1: Negative feedback is one of the foundational methods in modern electronics, by giving the circuit massive gain and then subtracting a fraction of the output from the input you both reduce distortion and stabilise the gain (It does not matter what the open loop gain is, so long as it is large). This is used in essentially EVERY modern audio amplifier that is not tweaky audiophile bullshit).

2: These transistors do not set emitter voltage, they set emitter CURRENT, consider Q113, the base is held two diode drops above the negative rail (D107,D108) so the emitter is one diode drop above the negative rail, so the emitter current is (0.7/150 (R122)) = ~5mA.

3: The diodes set the base voltages and hence the emitter voltages to cause a constant current to flow in the emitter resistor, see 2, this is a totally standard 'constant current' source, if not a particularly good one, you can do better with a transistor instead of the diodes.

4: With no signal (and the feedback in balance) the current in each of the long tailed pairs collectors will be approximately equal to half the emitter current (as defined by the current source), so 2.5mA, which across a 1k load resistor will develop 2.5V. Putting the emitter of Q118 1.8V below the rail, and thus causing approximately 8mA to flow in collector circuit Q118. By the same argument Q119 also passes about the same current.
Once there is a difference in the voltages at the base of the long tailed pairs, one of these transistors will be turned on harder and the other one turned off further, the current difference driving the following stage (Q123,Q124).

dicky96:

2. Yes I did consider in the OP that I thought Q112 / Q113 quote: 'Is this some sort of constant current circuit ' and thank you for explaining to me in more detail how this works. I had clearly missed how R121/R122 also are part of the base-emitter circuits and that is how we have the correct B-E voltage drop even with the two diodes.  So the pair of diodes in series are effectively acting as voltage references in this circuit, yes?

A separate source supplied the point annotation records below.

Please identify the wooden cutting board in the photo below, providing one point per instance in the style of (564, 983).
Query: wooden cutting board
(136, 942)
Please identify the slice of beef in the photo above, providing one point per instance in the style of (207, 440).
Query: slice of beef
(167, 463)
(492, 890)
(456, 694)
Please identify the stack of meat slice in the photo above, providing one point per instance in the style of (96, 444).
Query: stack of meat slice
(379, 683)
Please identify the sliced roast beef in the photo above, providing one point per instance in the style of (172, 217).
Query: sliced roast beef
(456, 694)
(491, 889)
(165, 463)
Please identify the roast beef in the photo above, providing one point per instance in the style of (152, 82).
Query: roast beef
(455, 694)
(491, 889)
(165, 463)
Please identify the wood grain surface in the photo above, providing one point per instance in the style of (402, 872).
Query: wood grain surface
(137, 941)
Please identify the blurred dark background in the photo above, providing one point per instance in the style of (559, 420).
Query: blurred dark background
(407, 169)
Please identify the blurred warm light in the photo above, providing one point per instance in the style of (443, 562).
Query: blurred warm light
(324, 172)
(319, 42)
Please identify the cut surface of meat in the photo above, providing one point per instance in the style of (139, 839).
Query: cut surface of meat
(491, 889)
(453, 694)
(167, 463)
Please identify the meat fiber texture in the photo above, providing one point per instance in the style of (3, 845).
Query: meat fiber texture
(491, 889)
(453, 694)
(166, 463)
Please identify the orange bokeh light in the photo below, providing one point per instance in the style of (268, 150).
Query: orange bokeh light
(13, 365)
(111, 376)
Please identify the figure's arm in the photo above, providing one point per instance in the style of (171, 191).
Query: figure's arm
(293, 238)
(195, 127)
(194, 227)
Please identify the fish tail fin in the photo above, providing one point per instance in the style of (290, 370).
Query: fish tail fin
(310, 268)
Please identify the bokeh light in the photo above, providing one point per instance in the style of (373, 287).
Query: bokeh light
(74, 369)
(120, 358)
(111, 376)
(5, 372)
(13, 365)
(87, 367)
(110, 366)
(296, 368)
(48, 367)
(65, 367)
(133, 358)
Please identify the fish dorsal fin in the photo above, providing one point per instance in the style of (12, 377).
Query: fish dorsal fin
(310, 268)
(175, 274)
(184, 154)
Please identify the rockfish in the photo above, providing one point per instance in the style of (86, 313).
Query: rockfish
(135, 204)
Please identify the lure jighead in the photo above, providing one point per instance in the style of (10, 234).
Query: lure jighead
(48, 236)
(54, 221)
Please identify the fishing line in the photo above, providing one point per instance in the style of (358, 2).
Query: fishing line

As you know this circuit well, what voltage should I expect to see on the emitters of the of the pairs Q114/Q115 and Q115/Q117 with no input?

best regards

TimFox:
A good monograph on solid-state linear audio amplifiers:
G R Slone, "High-power Audio Amplifier Construction Manual", McGraw Hill, 1999.  ISBN 0-07-134119-6
Chapter 4 discusses input stages.

--- Quote from: dicky96 on November 29, 2022, 07:01:49 pm ---B: Q115 and Q117 form some kind of differential circuit, handling the negative audio half cycle

C: Q114 and Q116 form a similar differential circuit, handling the positive audio half cycle

--- End quote ---
Nope to both of those. (The "half cycle" stuff).